LEGEND OF SAINT NICHOLAS
Amy Steedman
Of all the saints that little children love is there any to compare with Santa Claus? The very sound of his name has magic in it, and calls up visions of well-filled stockings, with the presents we particularly want peeping over the top, or hanging out at the side, too big to go into the largest sock. Besides, there is something so mysterious and exciting about Santa Claus, for no one seems to have ever seen him. But we picture him to ourselves as an old man with a white beard, whose favourite way of coming into our rooms is down the chimney, bringing gifts for the good children and punishments for the bad.
Yet this Santa Claus, in whose name the presents come to us at Christmas time, is a very real saint, and we can learn a great deal about him, only we must remember that his true name is Saint Nicholas.
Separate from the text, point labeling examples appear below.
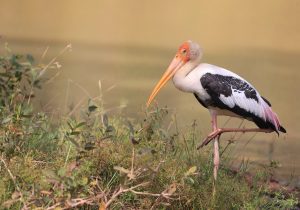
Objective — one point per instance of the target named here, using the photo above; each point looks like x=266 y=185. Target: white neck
x=181 y=79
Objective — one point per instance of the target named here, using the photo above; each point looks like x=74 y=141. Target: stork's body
x=221 y=91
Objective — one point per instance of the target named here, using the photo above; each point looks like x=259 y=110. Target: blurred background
x=128 y=44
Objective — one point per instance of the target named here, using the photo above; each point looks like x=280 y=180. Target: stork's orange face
x=182 y=57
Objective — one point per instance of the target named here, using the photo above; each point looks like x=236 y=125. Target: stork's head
x=188 y=52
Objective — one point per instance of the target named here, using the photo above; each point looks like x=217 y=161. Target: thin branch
x=15 y=183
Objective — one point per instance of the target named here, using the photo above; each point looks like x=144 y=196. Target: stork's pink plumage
x=221 y=91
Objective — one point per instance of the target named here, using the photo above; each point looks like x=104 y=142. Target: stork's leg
x=216 y=143
x=219 y=131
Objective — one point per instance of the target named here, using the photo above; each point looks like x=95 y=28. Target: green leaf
x=80 y=124
x=191 y=171
x=61 y=172
x=30 y=58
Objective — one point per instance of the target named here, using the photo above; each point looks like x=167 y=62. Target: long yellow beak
x=175 y=65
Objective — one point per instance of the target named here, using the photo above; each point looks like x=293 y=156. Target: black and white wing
x=230 y=92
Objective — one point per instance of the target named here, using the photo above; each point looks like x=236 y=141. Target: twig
x=15 y=183
x=122 y=190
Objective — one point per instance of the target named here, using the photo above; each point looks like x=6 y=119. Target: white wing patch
x=250 y=105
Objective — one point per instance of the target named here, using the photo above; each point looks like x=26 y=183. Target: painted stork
x=221 y=91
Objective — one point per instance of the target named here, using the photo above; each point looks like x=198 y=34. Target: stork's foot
x=210 y=137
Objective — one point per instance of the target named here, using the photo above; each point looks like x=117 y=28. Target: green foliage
x=96 y=160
Perhaps the little children, who used to talk of him long ago, found Saint Nicholas too difficult to say, and so called him their dear Santa Claus. But we learn, as we grow older, that Nicholas is his true name, and that he is a real person who lived long years ago, far away in the East.
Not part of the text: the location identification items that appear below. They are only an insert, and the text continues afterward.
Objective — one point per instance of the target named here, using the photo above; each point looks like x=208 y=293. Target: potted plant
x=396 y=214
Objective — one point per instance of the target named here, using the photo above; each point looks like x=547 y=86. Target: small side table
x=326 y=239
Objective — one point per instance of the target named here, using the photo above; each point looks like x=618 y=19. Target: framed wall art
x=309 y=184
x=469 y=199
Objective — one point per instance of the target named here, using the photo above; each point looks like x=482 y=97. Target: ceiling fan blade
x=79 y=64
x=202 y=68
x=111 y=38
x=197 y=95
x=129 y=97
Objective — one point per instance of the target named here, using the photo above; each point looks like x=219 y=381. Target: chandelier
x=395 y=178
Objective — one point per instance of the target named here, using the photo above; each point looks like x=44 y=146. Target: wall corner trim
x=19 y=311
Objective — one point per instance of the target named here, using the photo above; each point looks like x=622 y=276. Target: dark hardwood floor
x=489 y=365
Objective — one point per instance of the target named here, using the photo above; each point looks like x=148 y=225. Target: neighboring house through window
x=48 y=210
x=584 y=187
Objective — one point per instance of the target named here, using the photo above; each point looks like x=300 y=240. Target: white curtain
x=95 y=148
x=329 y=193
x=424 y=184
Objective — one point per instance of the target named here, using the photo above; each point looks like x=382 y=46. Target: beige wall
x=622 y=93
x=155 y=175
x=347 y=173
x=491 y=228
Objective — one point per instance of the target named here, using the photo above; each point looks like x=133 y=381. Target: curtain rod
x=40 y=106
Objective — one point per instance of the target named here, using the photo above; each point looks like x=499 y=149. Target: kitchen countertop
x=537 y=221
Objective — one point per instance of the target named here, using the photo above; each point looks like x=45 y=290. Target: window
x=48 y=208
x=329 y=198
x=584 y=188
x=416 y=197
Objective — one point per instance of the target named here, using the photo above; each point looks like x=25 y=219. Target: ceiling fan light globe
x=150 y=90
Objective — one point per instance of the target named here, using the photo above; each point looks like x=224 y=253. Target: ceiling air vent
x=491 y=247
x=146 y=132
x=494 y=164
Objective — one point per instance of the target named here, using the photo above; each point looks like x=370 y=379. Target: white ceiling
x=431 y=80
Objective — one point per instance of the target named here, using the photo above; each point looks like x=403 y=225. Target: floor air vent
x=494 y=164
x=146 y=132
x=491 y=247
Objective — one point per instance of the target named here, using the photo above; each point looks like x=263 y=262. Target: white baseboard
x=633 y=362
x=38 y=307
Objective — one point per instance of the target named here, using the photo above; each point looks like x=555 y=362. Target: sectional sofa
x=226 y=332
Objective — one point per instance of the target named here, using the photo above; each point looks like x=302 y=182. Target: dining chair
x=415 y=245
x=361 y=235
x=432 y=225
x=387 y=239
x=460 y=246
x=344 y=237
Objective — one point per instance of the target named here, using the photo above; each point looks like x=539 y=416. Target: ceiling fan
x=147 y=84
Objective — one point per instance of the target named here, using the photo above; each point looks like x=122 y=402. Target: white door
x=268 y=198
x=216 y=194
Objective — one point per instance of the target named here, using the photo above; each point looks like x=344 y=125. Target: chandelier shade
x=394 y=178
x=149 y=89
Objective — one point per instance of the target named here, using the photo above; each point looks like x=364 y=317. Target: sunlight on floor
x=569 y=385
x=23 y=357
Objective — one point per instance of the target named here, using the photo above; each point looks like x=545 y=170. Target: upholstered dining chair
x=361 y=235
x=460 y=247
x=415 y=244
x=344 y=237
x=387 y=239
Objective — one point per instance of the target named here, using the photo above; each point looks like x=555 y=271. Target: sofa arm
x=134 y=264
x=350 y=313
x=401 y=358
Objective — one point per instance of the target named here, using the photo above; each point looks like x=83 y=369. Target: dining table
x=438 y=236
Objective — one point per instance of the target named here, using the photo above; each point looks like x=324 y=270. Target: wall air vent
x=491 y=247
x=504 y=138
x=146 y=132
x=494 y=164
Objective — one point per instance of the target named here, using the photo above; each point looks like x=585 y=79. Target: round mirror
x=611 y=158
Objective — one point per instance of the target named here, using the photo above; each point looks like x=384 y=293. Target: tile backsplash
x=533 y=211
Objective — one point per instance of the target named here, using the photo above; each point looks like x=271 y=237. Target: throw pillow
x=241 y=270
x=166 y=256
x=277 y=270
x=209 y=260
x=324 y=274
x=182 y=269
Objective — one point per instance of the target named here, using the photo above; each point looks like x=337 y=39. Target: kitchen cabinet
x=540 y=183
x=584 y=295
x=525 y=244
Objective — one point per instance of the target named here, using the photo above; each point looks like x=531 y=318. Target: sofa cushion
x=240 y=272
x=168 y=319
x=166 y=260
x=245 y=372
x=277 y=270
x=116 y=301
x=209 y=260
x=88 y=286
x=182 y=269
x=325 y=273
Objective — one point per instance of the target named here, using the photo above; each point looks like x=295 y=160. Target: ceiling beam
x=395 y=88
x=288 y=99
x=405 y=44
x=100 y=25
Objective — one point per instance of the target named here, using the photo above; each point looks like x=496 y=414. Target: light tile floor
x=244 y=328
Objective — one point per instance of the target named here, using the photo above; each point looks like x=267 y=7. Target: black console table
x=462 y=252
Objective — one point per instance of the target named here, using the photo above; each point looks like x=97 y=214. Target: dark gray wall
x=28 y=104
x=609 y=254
The father and mother of Nicholas were noble and very rich, but what they wanted most of all was to have a son. They were Christians, so they prayed to God for many years that He would give them their hearts’ desire; and when at last Nicholas was born, they were the happiest people in the world.
They thought there was no one like their boy; and indeed, he was wiser and better than most children, and never gave them a moment’s trouble. But alas, while he was still a child, a terrible plague swept over the country, and his father and mother died, leaving him quite alone.
All the great riches which his father had possessed were left to Nicholas, and among other things he inherited three bars of gold. These golden bars were his greatest treasure, and he thought more of them than all the other riches he possessed.
Now in the town where Nicholas lived there dwelt a nobleman with three daughters. They had once been very rich, but great misfortunes had overtaken the father, and now they were all so poor they had scarcely enough to live upon.
At last a day came when there was not even bread enough to eat, and the daughters said to their father:
“Let us go into the streets and beg, or do anything to get a little money, that we may not starve.”